Rules are for everyone, including you
As hard as it is sometimes, as parents we must remember to be the step family adult. When your step kids or bio kids arrive from the homes of their other parent, they sometimes seem resentful of you and your house rules. You feel like you are in a constant training mode with regard to behavior, and it is hard not to rant about the lack of discipline practiced by your ex- spouse or by your step kids’ other parent. You have to bite your tongue. Caring grownups understand that maneuvering between homes with different rules is hard on kids, and that they are not responsible for rules, or lack of them, at either home. Snapping or grousing, or angrily scolding, does little to convey your unconditional love or your sympathetic understanding. This behavior is also against the rules.
Active listening shows respectWhen you are busy and one of the kids asks a question or begins talking about something that is important to them at that moment, try to stop what you are doing for a minute to turn and listen.

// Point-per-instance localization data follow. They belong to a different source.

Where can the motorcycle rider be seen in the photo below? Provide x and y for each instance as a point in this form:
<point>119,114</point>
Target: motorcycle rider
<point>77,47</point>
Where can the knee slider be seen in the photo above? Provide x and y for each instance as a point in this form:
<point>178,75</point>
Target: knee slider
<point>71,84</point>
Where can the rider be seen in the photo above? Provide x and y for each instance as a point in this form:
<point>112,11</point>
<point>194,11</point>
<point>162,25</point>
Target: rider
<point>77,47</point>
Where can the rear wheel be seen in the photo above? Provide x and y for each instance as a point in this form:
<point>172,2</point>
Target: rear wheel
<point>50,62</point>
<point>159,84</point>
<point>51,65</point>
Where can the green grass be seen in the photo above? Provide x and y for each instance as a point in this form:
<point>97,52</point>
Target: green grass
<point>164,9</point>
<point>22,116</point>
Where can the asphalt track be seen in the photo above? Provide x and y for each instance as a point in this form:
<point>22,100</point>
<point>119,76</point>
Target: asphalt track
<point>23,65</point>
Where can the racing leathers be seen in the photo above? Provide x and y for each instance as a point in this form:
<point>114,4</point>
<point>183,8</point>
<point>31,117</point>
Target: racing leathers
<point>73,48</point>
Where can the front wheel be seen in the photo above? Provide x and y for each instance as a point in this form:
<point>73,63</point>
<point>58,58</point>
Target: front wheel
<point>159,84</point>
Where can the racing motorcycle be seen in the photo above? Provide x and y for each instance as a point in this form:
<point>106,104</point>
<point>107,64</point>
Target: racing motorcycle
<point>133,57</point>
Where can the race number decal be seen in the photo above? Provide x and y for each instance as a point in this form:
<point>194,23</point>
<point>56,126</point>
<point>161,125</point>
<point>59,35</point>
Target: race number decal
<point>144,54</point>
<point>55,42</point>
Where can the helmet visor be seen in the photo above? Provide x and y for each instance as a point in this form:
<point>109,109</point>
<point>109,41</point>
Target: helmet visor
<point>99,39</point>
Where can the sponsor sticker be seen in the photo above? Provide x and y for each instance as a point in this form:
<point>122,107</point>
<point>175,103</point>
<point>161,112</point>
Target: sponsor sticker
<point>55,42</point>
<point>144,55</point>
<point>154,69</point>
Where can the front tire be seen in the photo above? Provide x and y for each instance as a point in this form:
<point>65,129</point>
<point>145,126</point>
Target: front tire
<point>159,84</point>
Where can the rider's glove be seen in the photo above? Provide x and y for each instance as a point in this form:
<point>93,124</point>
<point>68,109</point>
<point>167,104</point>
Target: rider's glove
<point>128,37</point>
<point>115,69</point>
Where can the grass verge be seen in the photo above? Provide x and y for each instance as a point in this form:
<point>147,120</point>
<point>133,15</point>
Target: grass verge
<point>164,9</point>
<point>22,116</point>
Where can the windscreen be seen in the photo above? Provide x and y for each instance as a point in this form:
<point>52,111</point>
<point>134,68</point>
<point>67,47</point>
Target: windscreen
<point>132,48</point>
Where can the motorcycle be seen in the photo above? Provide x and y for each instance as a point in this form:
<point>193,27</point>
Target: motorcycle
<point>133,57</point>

Active listening means that you look at the speaker; nod or smile to show you understand what they are telling you; interrupt to ask a question only for clarification, and never to hurry things along; then respond in such a way that they know you heard what they said and understood their meaning.
If you absolutely cannot interrupt your activity, say when you will be able to pay attention, and then meet that time frame. Both bio kids and step kids in your blended family will respect your word when you keep it, and you will show you mean it when you say you care about what they have to say.
If you want your step children and bio children to talk to you, you have to do your part, by listening. Building a successful blended family is hard work, and takes consistent following of the rules by everyone. Active listening shows respect.